A slightly uneven route to the next island.

The Söderskär lighthouse was built in 1862 and is 32.5 m high (40 m over the sea). The first sketches were made by Albert Edelfelt and the design finalized by Ernst Lohmann. The result is in my opinion an unusually beautiful lighthouse.

The lighthouse was automated in 1957 and finally turned off in 1989, when it no longer had sufficient significance for navigation. The status today is that of a daymark.

View from the top.

The fresnel lens system was made by Sautter & Co in Paris in 1862. With a range on 13 nm the light was considered extremely bright.

Interior details.

We had lunch at Söderskär and then continued, but at first there was a rescue operation. A map had found its way into the water.

A good route takes advantage of interesting places on the way.

Approaching the tent island.

Now this was a tent island in my taste. Slick rock and a good view towards the horizon in the south.

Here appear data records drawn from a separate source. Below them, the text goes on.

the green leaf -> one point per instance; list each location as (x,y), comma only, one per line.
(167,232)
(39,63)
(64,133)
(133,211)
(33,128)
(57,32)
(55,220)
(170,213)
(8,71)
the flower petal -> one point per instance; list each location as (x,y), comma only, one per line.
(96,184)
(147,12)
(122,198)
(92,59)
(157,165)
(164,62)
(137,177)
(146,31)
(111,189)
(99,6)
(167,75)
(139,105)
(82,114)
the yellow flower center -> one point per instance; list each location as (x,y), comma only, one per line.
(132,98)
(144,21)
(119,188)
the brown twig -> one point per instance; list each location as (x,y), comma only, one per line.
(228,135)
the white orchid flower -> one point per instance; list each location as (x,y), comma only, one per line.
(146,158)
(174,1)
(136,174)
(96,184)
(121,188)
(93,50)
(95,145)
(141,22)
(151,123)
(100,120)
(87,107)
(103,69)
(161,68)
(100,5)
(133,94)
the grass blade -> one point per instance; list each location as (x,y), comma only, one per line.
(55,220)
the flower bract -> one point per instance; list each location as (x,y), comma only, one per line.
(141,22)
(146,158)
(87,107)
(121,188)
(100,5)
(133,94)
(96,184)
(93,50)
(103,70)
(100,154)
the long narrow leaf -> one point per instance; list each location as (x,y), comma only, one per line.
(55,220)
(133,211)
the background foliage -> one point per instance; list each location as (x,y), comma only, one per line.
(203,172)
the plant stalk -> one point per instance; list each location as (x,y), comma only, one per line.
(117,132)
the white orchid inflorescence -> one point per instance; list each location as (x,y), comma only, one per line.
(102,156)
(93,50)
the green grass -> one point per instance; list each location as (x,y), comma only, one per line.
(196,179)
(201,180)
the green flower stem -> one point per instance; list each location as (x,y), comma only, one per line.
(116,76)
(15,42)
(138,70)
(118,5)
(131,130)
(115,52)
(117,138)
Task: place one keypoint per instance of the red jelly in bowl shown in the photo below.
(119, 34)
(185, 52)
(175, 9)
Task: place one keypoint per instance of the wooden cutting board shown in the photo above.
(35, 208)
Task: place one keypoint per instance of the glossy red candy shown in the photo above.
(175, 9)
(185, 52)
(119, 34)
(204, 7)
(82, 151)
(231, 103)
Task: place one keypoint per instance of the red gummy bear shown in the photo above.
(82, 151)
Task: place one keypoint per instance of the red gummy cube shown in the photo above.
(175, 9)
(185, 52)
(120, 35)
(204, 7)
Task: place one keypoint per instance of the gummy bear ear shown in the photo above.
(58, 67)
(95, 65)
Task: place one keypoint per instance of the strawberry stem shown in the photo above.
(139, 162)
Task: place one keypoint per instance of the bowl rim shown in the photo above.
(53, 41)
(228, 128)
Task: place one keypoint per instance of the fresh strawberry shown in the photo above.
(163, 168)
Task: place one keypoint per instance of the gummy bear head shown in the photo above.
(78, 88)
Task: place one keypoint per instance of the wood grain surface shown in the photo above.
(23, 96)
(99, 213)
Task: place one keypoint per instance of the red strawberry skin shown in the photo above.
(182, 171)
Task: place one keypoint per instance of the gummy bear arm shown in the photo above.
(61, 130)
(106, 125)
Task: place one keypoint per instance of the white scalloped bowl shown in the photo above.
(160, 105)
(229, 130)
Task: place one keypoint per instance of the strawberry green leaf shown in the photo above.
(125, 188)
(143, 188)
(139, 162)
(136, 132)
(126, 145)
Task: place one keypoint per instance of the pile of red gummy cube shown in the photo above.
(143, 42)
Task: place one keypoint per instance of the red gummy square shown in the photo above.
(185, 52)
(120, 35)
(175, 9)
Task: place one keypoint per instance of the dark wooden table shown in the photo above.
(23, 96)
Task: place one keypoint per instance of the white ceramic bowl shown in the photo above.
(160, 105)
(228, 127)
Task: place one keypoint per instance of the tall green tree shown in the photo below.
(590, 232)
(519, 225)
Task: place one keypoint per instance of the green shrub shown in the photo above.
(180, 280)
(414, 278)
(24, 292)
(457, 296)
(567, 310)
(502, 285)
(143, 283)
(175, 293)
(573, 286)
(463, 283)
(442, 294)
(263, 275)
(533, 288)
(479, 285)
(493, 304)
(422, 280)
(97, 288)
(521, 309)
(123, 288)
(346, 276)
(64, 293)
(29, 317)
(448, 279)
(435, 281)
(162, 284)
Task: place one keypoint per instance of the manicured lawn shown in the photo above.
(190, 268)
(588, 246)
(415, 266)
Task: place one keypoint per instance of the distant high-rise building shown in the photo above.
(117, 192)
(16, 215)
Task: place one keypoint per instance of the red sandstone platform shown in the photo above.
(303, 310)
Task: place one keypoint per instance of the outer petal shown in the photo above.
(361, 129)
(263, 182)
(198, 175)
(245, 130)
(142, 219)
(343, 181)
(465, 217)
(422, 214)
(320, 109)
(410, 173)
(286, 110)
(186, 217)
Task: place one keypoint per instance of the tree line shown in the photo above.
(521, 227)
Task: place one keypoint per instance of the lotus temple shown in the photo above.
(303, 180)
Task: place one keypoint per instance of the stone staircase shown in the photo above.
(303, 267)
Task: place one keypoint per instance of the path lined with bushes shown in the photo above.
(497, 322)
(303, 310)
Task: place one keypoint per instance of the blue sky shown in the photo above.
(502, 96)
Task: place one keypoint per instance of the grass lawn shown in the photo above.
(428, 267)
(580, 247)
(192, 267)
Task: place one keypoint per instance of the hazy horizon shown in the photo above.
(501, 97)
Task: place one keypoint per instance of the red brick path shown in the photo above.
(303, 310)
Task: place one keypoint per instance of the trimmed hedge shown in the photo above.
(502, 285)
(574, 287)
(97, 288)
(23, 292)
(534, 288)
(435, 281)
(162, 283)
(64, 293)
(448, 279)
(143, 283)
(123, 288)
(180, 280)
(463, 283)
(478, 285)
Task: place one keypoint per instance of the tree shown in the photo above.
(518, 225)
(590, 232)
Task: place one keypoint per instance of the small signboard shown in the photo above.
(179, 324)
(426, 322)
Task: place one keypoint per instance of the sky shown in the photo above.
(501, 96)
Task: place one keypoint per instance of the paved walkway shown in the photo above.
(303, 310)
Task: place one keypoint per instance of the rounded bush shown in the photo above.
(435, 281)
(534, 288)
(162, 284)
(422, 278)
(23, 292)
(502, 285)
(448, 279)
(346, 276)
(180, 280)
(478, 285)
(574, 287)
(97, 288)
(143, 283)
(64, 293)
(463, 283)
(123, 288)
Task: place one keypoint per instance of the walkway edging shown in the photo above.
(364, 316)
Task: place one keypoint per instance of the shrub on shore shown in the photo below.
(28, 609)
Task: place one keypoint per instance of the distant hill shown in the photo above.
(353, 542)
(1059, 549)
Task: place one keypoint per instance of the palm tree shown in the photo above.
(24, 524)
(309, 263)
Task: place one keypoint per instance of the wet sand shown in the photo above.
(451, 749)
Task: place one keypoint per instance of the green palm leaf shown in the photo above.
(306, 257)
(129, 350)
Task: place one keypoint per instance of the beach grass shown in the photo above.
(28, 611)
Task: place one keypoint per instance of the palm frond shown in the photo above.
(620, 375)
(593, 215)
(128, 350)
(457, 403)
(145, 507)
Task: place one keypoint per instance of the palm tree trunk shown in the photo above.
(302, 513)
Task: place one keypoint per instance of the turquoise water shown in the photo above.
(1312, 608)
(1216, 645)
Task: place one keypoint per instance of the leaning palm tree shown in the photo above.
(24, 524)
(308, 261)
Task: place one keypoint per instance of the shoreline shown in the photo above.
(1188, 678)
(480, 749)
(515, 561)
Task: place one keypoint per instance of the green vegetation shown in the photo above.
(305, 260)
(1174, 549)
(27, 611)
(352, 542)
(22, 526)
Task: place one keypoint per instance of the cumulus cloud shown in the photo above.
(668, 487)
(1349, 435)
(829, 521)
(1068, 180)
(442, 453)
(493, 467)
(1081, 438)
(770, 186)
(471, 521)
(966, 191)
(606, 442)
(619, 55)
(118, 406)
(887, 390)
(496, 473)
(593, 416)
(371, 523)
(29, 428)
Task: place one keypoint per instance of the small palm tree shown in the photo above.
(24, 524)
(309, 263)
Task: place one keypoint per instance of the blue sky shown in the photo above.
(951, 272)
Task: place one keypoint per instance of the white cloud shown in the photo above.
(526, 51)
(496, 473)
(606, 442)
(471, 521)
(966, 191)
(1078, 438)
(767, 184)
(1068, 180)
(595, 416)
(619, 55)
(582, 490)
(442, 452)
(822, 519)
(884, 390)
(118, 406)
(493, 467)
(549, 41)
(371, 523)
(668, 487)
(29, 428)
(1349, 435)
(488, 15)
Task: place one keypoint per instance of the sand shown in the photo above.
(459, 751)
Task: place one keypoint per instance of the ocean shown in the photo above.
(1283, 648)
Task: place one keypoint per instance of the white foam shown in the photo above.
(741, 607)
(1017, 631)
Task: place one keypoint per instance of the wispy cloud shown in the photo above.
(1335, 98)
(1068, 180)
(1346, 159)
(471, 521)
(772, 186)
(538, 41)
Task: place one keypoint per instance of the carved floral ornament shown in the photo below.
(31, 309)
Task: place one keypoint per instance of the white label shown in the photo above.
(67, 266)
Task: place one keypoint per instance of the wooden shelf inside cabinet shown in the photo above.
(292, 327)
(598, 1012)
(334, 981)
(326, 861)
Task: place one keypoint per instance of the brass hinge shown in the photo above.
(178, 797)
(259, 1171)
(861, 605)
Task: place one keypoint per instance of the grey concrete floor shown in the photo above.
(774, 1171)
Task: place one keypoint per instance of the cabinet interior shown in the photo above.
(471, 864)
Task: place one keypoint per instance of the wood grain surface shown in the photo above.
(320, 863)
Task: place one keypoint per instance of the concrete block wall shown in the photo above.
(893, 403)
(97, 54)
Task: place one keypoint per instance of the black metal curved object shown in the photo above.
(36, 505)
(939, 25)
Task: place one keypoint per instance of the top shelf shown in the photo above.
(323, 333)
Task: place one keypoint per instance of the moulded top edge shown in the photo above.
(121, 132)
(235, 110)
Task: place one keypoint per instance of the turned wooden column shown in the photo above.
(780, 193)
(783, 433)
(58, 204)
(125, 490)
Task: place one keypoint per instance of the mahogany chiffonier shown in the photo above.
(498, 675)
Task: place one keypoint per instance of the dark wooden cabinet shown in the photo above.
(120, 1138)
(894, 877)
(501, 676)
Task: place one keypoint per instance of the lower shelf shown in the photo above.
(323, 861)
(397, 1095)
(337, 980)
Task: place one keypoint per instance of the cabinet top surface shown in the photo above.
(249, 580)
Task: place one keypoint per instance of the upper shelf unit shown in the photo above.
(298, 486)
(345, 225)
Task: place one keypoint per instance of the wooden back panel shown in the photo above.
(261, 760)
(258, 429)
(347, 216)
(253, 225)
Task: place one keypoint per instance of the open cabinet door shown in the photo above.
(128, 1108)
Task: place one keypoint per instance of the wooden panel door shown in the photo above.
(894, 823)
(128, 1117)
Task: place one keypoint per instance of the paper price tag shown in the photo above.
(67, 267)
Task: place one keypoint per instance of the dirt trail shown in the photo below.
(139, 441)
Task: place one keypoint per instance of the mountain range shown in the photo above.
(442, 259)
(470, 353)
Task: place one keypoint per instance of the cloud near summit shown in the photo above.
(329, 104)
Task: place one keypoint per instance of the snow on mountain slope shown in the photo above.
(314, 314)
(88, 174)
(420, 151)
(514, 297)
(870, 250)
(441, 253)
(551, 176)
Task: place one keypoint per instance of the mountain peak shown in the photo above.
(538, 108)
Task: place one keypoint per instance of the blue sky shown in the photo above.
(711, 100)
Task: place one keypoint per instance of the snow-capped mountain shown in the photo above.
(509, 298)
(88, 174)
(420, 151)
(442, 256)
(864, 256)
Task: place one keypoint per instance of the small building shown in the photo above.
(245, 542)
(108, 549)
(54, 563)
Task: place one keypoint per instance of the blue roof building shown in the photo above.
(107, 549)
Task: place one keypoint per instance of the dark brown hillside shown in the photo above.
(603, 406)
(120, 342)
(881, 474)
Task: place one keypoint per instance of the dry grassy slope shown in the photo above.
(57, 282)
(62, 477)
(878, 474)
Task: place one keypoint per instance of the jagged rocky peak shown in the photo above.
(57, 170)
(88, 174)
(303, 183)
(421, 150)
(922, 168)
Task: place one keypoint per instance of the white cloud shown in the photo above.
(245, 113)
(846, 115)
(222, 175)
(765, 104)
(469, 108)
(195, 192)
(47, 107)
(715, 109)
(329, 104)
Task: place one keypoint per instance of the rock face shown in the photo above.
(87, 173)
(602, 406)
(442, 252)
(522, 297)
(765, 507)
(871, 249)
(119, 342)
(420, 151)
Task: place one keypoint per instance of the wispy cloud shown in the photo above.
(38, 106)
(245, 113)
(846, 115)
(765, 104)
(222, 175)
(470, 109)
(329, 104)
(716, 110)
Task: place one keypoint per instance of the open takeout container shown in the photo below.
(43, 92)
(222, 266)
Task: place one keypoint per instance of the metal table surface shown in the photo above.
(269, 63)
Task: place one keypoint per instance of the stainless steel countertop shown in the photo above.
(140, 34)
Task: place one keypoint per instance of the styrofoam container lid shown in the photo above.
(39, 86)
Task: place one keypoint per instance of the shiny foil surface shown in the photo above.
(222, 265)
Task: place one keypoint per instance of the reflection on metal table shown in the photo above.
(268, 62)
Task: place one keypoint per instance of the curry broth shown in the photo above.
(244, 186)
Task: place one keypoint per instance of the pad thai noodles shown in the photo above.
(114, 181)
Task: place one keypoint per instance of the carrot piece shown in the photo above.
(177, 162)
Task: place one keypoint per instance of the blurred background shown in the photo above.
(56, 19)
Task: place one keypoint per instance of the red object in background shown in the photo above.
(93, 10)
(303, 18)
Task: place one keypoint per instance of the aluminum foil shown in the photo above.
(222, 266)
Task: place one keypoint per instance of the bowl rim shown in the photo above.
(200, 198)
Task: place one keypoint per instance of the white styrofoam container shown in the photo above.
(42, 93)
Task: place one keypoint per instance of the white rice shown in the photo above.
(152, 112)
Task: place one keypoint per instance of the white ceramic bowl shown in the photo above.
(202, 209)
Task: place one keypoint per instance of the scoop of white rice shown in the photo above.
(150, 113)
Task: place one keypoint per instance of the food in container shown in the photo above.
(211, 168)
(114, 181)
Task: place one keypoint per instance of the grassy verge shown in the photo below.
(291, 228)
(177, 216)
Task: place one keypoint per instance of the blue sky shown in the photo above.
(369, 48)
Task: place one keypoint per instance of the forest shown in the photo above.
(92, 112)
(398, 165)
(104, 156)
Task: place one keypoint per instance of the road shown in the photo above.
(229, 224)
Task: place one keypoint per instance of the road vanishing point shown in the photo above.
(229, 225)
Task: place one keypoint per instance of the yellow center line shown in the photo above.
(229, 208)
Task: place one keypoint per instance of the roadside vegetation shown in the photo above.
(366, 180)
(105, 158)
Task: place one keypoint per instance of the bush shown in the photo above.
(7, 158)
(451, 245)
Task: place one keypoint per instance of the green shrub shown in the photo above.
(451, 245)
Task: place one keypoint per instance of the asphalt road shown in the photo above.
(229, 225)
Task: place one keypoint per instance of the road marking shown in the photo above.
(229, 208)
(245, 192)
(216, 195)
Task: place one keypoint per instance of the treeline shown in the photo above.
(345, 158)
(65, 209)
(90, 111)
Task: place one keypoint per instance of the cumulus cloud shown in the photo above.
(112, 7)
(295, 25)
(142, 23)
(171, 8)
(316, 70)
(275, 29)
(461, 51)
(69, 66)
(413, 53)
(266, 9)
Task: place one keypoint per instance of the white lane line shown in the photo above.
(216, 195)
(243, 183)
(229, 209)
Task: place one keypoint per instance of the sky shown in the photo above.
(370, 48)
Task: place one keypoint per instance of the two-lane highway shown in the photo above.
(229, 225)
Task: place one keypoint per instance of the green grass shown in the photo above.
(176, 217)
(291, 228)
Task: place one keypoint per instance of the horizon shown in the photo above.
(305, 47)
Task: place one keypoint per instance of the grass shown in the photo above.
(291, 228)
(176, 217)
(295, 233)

Dinner, tortillas with chicken fried with Shawarma spice, a favorite of mine.

The evening was as nice as they come.

Picture of yours truly.

Söderskär about 13 km away.

The sun set.

Another fine morning.

The summer is nearing its end. The purple loosestrife is looking worn...

... the fireweed has no flowers left...

... and the beautiful white bunchberry flowers have been replaced by berries.

It has also been a fairly dry summer in parts of Finland. This rowan is drying out.

No breakfast without coffee.

I always have short bits of rope attached to the tent to be able to easily secure it with stones. And remember, the stones must be put back in natural places and no one should be able to see that you have been there! And definitely stay clear of the stupid stone balancing menace that now have arrived to Finland. It might have a place, but definitely not in the nature.

Paddling again.

An old stone quarry. This one, called Napoleon's stone, has been worked on quite a bit, but was left there.

An island occupied by great cormorants (Phalacrocorax carbo). The great cormorant causes very polarized debates in Finland currently, with one side advocating absolute protection and another side wants to shoot them all. It becames a bit ridiculous when the shooters, who otherwise are not the least interested in science, start debating about which subspecies it belongs to, carbo carbo or carbo sinensis, trying to argue that the sinensis subspecies is foreign (it is not) and has no place in Finland. The great cormorant does have negative sides to it: It destroys, at least temporarily, the islands it nests on, the odour is really foul and it eats a lot of fish.

A short bit left. The total distance was about 55 km.

A nice overnighter and the area was a positive surprise. Despite being so close to the most densely populated area in Finland it was suprisingly quiet.